Comentario al Evangelio del viernes, 6 de octubre de 2023
Carmen Fernández Aguinaco
Viernes de la semana XXVI del Tiempo Ordinario
Dicen que los adolescentes están genéticamente preparados para desactivar el canal de escucha de las voces de sus padres. No es necesariamente que no quieran oír. Es que no pueden. Por otro lado, los más viejos a menudo pierden gradualmente el sentido del oído y algunos cayendo progresivamente en una sordera profunda. De modo que un gran número de personas no es que no quieran, es que son incapaces físicamente de oír. La diferencia entre los dos grupos generacionales es que los mayores probablemente sí quieran oír. Y además, pueden recordar sonidos y significados similares por su experiencia. Y otras muchas personas, aunque oigan, no tienen mayor interés en escuchar, entender, y recordar lo que se les dice.
Las lecturas de hoy repetidamente hablan de escuchar la palabra y la llamada. Como si fuera tan fácil. Escuchar no es tanto una capacidad física cuanto una experiencia interior de apertura. Es difícil y exige bastante esfuerzo y sacrificio. Requiere algo de silencio, mucho de interés y, sobre todo, bastante amor. Porque, si el interlocutor me resulta indiferente, o pesado, voy a cambiar de canal muy fácilmente. Oír las palabras es una cosa. Si me hablan en un idioma extranjero, podría oír e incluso repetir los sonidos. Pero escuchar implica no solo poder repetir el sonido, sino interpretarlo, entenderlo y poder, incluso repetir el contenido con otras palabras. Y requiere también un ejercicio de retención y memoria.

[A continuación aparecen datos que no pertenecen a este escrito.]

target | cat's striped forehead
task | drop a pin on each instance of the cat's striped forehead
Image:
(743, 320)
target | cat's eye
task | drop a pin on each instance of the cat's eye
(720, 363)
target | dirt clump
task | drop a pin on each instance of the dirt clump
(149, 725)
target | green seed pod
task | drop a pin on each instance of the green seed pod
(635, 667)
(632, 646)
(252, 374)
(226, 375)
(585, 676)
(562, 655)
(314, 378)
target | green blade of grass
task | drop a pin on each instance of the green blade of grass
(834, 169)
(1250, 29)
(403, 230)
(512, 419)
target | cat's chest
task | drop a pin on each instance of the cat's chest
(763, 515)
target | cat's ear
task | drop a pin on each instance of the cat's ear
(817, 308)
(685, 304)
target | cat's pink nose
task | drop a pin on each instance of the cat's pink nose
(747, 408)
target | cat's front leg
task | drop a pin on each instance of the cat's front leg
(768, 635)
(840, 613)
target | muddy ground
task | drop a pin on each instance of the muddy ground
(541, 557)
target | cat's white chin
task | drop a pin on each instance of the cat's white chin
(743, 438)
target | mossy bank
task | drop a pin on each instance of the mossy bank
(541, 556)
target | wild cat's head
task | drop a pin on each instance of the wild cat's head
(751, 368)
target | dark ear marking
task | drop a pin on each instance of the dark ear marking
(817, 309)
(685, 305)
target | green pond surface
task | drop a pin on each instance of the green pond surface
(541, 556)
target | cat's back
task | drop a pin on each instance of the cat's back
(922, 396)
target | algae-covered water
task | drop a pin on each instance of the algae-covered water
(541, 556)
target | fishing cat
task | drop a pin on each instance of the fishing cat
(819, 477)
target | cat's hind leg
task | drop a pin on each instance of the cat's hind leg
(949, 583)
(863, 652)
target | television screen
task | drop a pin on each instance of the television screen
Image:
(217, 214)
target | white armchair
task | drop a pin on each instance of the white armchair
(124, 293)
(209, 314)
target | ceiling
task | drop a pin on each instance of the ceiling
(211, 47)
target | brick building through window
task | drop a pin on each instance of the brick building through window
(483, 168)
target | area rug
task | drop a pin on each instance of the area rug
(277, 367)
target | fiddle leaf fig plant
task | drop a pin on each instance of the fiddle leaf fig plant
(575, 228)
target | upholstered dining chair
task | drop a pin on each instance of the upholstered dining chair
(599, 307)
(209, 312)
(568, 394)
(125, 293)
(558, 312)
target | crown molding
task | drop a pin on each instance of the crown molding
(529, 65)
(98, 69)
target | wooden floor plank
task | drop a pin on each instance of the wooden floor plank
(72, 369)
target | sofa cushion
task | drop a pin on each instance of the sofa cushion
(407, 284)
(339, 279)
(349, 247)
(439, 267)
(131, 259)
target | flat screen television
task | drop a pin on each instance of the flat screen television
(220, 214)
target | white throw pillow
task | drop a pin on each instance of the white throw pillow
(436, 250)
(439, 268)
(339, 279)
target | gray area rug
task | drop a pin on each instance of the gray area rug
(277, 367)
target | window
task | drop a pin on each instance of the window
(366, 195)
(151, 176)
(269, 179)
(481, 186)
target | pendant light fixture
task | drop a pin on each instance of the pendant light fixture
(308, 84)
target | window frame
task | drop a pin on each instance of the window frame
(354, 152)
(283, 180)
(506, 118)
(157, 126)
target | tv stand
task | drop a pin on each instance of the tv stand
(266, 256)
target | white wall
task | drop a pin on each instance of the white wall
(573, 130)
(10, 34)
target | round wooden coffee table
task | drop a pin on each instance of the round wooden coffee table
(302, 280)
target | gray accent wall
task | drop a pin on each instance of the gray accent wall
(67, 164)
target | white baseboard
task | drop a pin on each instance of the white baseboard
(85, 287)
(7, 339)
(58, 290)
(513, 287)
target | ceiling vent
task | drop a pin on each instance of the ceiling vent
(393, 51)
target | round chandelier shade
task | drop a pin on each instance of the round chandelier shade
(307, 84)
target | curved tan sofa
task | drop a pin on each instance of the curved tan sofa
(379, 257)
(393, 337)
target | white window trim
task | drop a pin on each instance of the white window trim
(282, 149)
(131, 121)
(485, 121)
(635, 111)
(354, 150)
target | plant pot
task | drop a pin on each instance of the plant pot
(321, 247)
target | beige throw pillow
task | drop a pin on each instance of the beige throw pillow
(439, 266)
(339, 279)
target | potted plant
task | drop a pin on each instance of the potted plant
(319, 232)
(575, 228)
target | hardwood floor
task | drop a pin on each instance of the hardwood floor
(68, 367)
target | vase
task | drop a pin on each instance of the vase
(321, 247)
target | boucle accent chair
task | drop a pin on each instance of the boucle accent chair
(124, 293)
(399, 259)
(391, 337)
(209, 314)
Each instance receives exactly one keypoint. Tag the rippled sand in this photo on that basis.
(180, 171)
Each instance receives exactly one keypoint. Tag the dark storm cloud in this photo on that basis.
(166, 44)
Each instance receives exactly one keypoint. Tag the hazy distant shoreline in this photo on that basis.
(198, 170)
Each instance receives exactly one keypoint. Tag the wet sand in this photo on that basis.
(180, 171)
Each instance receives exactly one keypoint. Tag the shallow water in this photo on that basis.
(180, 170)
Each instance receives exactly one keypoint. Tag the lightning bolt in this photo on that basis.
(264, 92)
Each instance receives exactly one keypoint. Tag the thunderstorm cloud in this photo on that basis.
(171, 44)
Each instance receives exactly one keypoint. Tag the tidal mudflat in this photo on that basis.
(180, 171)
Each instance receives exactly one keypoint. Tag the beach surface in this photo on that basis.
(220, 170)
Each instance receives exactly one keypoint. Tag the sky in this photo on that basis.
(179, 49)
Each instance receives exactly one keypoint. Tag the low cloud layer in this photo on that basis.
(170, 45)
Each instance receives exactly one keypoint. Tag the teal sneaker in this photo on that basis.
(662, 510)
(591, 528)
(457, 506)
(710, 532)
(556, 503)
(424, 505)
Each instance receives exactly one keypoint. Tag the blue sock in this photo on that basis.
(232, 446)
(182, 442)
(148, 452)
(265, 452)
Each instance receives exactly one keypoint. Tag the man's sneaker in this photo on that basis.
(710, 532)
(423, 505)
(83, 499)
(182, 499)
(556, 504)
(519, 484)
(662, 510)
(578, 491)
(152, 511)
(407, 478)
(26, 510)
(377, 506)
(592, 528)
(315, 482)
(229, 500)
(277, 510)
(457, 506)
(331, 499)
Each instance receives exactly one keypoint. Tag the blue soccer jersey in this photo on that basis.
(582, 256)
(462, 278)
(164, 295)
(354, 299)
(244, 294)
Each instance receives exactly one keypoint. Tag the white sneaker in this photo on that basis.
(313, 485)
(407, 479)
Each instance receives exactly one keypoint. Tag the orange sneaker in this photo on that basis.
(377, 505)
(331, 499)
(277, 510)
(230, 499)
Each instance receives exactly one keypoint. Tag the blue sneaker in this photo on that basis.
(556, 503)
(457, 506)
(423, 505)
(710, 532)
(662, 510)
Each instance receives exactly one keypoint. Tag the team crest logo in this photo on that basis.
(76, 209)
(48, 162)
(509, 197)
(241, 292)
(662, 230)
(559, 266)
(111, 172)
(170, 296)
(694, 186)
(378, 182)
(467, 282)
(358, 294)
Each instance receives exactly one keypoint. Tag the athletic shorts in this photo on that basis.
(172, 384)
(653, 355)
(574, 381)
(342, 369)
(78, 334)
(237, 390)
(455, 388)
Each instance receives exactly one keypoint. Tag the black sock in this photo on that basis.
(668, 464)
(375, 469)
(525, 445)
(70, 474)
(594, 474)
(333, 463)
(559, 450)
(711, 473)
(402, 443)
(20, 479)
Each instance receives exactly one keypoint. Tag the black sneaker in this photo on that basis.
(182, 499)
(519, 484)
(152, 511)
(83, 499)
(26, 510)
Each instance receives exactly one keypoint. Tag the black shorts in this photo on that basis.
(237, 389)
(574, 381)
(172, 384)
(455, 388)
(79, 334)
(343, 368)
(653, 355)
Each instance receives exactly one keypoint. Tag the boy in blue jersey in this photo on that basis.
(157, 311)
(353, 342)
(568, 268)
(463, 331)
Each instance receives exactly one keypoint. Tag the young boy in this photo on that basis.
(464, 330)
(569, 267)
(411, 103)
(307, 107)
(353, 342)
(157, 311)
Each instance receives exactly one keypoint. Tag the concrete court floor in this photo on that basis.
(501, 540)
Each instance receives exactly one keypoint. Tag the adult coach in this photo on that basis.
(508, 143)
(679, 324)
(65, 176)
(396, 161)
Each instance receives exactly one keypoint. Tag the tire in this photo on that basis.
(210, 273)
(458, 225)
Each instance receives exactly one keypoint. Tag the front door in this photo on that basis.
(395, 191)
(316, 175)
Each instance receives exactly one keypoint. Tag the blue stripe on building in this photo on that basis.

Escuchar la palabra de Dios es todavía más difícil, porque, a todas esas capacidades de repetición, retención y memoria, se añade la necesidad de respuesta y acción. Es más, se añade la conversión y el cambio de vida. A Corazaín y a Betsaida se las acusa de no escuchar. Han visto y oído prodigios, pero no han sido capaces de retener, y mucho menos de responder y de convertirse. Han, de alguna manera, como si fueran adolescentes, desconectado la voz de su Padre y no pueden responder. Rechazar la palabra de Dios dirigida al corazón, y demostrada en prodigios es igual a rechazar al enviado, al Cristo. Quizá un buen ejercicio sea hacer recuento los prodigios, los favores y las gracias recibidas en nuestras vidas y escuchar en ellas la palabra de amor de Dios que llama a una respuesta activa. Dejar pasar esa oportunidad, desconectar el canal, desoír las llamadas en ningún caso tendría la excusa de la sordera física y demostraría una enorme indiferencia y falta de amor. Y eso sería una condena: “¡Ay de ti, Corazaín, ay de ti Betsaida!”